A Good Read A Good Listen and a Good Drink, David Strange

It’s a simple yet sublime pleasure, and just thinking about it can make you feel a little calmer, a little more content. Imagine: You bring out one of the good rocks glasses (or your favorite mug or a special occasion tea cup) and pour a couple fingers of amber liquid (or something dark and strong or just some whole milk). You drop the needle on the jazz platter (or pull up a blues album on your mp3 player or dig out that mixtape from college). Ensconcing yourself in the coziest seat in the house, you crack the spine on a classic (or find your place in that sci-fi paperback or pull up a biography on your e-book reader). And then, you go away for a while. Ah, bliss.

In this series, some of NTSIB’s friends share beloved albums, books and drinks to recommend or inspire.


David Strange spent many years as a session musician and playing guitar in Courtney Love’s band, while writing his own songs in secret. In January, he’s turning five of them loose upon the world, in the form of a self-titled EP. It is, truly, a dazzling cornucopia of sounds and concepts. It’s a little bit of heavy thudding drums and guitar wizardry, a little bit of electronic wubblebubble, a little bit of Elvis Costello-style grim-pop, a little weird, and a lot awesome. I got through all five songs and immediately wanted to know what else he was building in there.

Mean World is the first single, and the tip of the iceberg:

David Strange - Mean World (Official Video)

And now, I will turn the floor over to him, to tell us about a good read, a good listen, and a good drink:


Photo by Charlotte Kemp Muhl

Photo by Charlotte Kemp Muhl

A Good Read

Delta of Venus by Anais Nin. Broke and destitute sometime in the 1940’s Anais Nin and Henry Miller anonymously began writing erotica for an unnamed ‘collector’ in exchange for the sum of about a dollar per page. Good money for smut in those pre-internet free porn website days. They didn’t take it exactly seriously at the time so it’s a little unclear as to how involved Miller was compared to Nin nor did they intend for mass publication of the work which didn’t appear until the 1970’s when Nin finally permitted it.

The ‘collector’ insisted that they leave poetic and literary language aside as much as possible to focus solely on the graphic, sexual and descriptive nature of the vignettes. Despite these instructions and limitations the artistic juices of her . . . inkwell . . . manage to soak through the page. Best read in bed with a pal . . .

A Good Listen

Magma‘s debut, Magma* from 1970. Originally a double LP this album is the manifestation of band leader Christian Vander’s disturbed futuristic vision of humanity’s spiritual and ecological demise. It’s a concept album about a group of humans who flee the doomed earth to settle on a distant planet called Kobaïa. Apparently, this migration is copacetic until a second group of human refugees arrive causing trouble with the original Kobaïan settlers. The album indeed sounds like the soundtrack to this universal theme. At times it’s like a psychedelic version of Coltrane on Broadway if Broadway was a space station. Other times it sounds like the ritual chants of a North African Satanic sex cult having a funk orgy. There’s a sprinkle of Fantasia and flavors of interstellar battle hymns.

Close your eyes while you listen to this and holograms of an epic, interplanetary swordfight on the moon will appear in your mind.
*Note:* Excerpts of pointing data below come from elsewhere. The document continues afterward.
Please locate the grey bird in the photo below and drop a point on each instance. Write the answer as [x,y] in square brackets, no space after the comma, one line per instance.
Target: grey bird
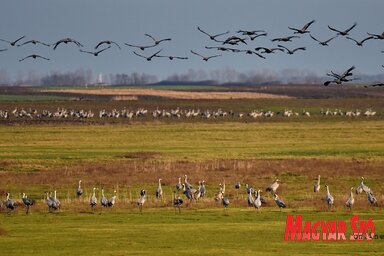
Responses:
[95,53]
[79,190]
[150,57]
[10,203]
[302,30]
[33,56]
[323,43]
[360,43]
[372,199]
[212,37]
[103,199]
[93,199]
[284,39]
[66,41]
[109,42]
[349,203]
[329,198]
[28,202]
[316,186]
[111,201]
[34,42]
[205,58]
[158,41]
[279,202]
[344,32]
[293,50]
[142,199]
[273,186]
[12,43]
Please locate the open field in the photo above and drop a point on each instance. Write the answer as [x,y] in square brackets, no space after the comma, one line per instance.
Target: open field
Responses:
[129,156]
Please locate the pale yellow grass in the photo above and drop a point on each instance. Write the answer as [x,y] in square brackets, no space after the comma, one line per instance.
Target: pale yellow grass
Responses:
[174,94]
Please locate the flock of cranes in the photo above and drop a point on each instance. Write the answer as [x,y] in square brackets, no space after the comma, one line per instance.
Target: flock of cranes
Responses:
[177,113]
[222,41]
[193,195]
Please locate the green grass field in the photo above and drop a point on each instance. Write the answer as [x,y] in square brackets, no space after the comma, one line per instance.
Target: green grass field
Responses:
[35,158]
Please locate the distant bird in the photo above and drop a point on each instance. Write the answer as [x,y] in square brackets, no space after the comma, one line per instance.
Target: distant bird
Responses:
[212,37]
[329,198]
[377,36]
[250,198]
[28,202]
[10,203]
[109,42]
[103,199]
[257,202]
[66,41]
[302,30]
[279,202]
[345,32]
[224,49]
[159,190]
[49,202]
[362,187]
[268,50]
[250,32]
[292,51]
[258,35]
[273,186]
[34,56]
[205,58]
[93,199]
[340,78]
[12,43]
[141,47]
[79,190]
[372,199]
[150,57]
[158,41]
[177,201]
[316,186]
[33,42]
[56,203]
[324,43]
[172,57]
[112,200]
[349,203]
[142,199]
[202,189]
[284,39]
[178,185]
[360,43]
[234,40]
[253,52]
[96,53]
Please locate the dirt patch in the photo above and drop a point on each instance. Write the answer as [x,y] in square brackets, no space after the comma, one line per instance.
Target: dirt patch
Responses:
[119,93]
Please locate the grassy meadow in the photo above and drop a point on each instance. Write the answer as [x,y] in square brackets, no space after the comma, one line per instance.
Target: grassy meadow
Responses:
[130,156]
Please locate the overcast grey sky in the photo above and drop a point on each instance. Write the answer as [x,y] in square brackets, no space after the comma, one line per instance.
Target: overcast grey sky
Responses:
[90,21]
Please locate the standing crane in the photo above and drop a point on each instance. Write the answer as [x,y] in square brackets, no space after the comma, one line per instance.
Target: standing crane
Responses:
[79,190]
[329,198]
[28,202]
[93,200]
[159,190]
[141,200]
[316,186]
[349,203]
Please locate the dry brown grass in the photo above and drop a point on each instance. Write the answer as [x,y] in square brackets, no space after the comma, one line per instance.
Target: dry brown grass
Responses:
[131,93]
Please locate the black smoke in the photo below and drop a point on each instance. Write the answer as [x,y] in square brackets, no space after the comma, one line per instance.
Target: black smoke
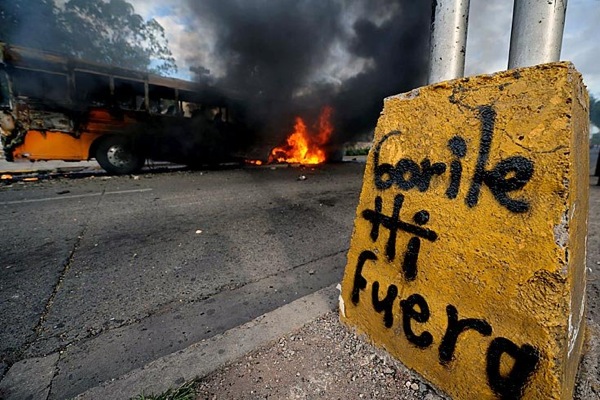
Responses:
[275,53]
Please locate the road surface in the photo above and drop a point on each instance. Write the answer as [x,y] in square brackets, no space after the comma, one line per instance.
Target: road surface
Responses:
[109,273]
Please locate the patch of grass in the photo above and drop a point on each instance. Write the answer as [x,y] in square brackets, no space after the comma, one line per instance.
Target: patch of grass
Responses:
[357,152]
[187,391]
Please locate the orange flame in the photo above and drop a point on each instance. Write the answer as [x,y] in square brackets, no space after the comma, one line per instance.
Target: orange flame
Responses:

Oh, and Vander invented his own language called Kobaïan which is used for most of the vocals on the album. So, I guess it appeals on a lyrical level equally to listeners on earth as well as elsewhere.

*Magma was later reissued as Kobaïa and can be found on iTunes under this title.

Magma - Epok I - Kobaia

A Good Drink

Scorpion Langkau. I found this in the Sarawak state of Borneo, East Malaysia. It’s a traditional drink of the Iban people who are known to be some of the last practicing headhunters of the 20th century. Langkau is distilled from a milky-white rice wine called Tuak and served in a large medicinal jar with a steel ladle and dead scorpion at the bottom. You can find it at Ruai Bar on the outskirts of Kuching. Your body goes numb when you drink this, starting with your teeth. Definitely have it first if you plan on getting any of the traditional bamboo and mallet tattoos that are prevalent among the Iban.